During the latter half of the twentieth century, an explosion of research elucidated a growing number of causes of disease and contributors to health. Biopsychosocial models that accounted for the wide range of factors influencing health began to replace outmoded and overly simplified biomedical models of disease causation. More recently, models of lifecourse health development (LCHD) have synthesized research from biological, behavioral and social science disciplines, defined health development as a dynamic process that begins before conception and continues throughout the lifespan, and paved the way for the creation of novel strategies aimed at optimization of individual and population health trajectories.
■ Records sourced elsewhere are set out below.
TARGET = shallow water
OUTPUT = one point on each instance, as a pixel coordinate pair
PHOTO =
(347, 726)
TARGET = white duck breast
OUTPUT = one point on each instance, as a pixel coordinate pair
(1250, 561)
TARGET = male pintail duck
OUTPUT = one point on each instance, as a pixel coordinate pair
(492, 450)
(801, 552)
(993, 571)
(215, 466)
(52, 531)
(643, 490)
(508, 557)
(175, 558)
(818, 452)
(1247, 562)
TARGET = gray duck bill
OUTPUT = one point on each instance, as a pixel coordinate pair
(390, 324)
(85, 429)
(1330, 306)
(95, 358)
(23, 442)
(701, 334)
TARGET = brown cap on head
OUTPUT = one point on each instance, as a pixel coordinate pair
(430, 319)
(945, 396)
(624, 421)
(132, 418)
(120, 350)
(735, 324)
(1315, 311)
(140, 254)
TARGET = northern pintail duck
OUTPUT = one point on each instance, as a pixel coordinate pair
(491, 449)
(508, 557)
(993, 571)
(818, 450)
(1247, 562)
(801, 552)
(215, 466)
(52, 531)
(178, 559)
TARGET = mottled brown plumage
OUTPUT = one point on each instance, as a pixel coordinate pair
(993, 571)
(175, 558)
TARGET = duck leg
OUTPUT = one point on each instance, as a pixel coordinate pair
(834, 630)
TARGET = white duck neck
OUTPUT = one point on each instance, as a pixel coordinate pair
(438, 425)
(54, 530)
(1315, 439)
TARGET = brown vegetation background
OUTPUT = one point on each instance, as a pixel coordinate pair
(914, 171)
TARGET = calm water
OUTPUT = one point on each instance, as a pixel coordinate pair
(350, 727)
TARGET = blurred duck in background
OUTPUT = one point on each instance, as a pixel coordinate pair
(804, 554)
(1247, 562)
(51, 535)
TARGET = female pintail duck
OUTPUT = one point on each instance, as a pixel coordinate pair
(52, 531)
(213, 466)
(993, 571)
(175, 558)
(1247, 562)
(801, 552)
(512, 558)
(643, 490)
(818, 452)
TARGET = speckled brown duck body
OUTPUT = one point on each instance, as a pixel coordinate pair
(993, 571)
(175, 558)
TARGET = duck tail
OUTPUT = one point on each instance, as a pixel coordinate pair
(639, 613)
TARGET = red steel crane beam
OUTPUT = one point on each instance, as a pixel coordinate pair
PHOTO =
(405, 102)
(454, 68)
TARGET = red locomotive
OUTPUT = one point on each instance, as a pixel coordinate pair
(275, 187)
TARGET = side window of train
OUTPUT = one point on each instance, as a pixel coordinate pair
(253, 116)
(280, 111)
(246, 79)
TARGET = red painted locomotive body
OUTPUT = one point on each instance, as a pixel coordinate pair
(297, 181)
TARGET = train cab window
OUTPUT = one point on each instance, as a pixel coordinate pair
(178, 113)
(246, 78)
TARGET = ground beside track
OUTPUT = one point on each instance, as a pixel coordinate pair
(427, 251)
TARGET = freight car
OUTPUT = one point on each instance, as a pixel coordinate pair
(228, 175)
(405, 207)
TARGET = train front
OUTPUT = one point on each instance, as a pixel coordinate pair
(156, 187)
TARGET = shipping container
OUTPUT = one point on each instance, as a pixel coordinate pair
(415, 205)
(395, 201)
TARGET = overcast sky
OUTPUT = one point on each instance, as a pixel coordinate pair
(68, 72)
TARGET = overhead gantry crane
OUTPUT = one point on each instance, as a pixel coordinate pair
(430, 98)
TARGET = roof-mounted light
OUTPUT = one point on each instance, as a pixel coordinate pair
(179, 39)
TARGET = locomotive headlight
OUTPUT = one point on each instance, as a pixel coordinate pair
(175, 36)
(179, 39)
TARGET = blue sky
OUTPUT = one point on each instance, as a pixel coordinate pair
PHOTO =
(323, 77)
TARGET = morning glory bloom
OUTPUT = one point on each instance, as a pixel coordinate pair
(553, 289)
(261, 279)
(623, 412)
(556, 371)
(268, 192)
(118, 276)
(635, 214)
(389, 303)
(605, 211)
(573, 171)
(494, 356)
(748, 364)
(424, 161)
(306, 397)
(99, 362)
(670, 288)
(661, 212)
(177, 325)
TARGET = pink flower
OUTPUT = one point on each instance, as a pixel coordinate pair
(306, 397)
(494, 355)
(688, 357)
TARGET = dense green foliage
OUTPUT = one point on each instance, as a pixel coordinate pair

As rapid advances in epigenetics and biological systems research continue to inform and refine LCHD models, our healthcare delivery system has struggled to keep pace, and the gulf between knowledge and practice has widened. This paper attempts to chart the evolution of the LCHD framework, and illustrate its potential to transform how the MCH system addresses social, psychological, biological, and genetic influences on health, eliminates health disparities, reduces chronic illness, and contains healthcare costs. The LCHD approach can serve to highlight the foundational importance of MCH, moving it from the margins of national debate to the forefront of healthcare reform efforts. The paper concludes with suggestions for innovations that could accelerate the translation of health development principles into MCH practice.